The new tourism environmental sustainability levy may foster a sense of collective responsibility. Tourists are contributing to the preservation of Seychelles’ unique and fragile natural environment with this levy. By making this investment, Seychelles endeavors to set an example in the fight against climate change and environmental degradation.

Seychelles’ Cabinet of Ministers gave its approval for the levy during its recent meeting on Wednesday. This followed extensive discussions with stakeholders in the tourism sector. Vice President Afif highlighted that the government aimed to strike a balance between environmental preservation and the interests of all parties involved.

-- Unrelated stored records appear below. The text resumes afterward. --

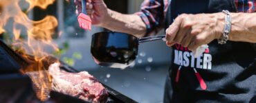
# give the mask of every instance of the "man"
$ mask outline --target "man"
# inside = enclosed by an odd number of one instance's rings
[[[93,24],[109,30],[143,37],[166,29],[173,56],[164,102],[256,102],[255,1],[145,0],[134,14],[111,10],[102,0],[86,5]],[[194,57],[190,50],[205,44]]]

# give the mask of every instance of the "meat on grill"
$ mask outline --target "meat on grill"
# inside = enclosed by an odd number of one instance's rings
[[[105,102],[107,92],[93,76],[86,71],[77,73],[61,71],[60,63],[49,67],[53,76],[53,91],[92,102]]]

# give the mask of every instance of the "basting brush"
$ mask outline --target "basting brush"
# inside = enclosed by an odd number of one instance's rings
[[[82,0],[82,12],[77,17],[79,26],[84,30],[91,30],[91,19],[86,12],[86,0]]]

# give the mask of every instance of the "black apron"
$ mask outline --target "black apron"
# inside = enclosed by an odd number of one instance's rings
[[[183,13],[236,12],[234,0],[172,0],[166,27]],[[256,102],[256,52],[248,43],[208,44],[194,58],[181,45],[172,47],[164,102]]]

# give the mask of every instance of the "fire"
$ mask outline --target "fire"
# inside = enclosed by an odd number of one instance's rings
[[[23,57],[32,64],[22,69],[21,72],[29,76],[34,83],[37,96],[44,101],[48,98],[51,89],[51,77],[48,73],[47,65],[45,64],[50,54],[46,49],[58,50],[57,46],[52,41],[52,35],[57,26],[57,20],[55,16],[48,15],[40,21],[34,21],[28,18],[27,14],[28,11],[35,6],[46,9],[55,0],[26,0],[30,5],[27,11],[24,12],[20,3],[24,1],[0,1],[0,34],[13,34],[12,47],[21,52]],[[6,27],[10,23],[12,23],[11,27]],[[22,32],[26,34],[27,38],[21,38]]]
[[[55,0],[26,0],[30,5],[30,9],[35,6],[38,6],[42,9],[46,9],[50,4],[53,4]]]

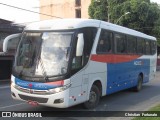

Under the new levy system, the government established three different rates. Small hotels will pay Seychellois Rupees (SCR) 25, which is approximately $2. Medium-sized hotels will pay SCR 75, which is about $6. Large hotels will face a levy of SCR 100, approximately $8.

The Department of Tourism will be responsible for categorizing hotels based on existing legislation to ensure accurate levy implementation. The levy will be collected like Value Added Tax (VAT). There is an additional line on invoices specifying the environmental tax. It will be levied on a per-person, per-night basis.

However, certain exemptions have been put in place to accommodate specific groups. Children, under the age of 12, airline company staff, and Seychellois citizens will be exempted from paying the sustainability levy.

Addressing concerns about the potential impact on Seychelles’ main tourism markets in Europe, Vice President Afif emphasized that the levy’s costs were reasonable. He cited an example of a small hotel guest paying SCR 25 per night, which would amount to only SCR 210 (approximately $15) for a ten-night stay. While acknowledging that the cost might be slightly higher for guests in larger hotels, Afif highlighted the importance of early communication to inform visitors about the levy’s purpose and encourage their support.

In a statement, Vice President Afif underscored the critical role of the sustainability levy in funding environmental initiatives and advancing renewable energy projects in Seychelles. He emphasized that the country, despite being small, disproportionately is affected by environmental issues, resulting from actions in industrialized nations. Rising sea levels are an example of the global impact on Seychelles.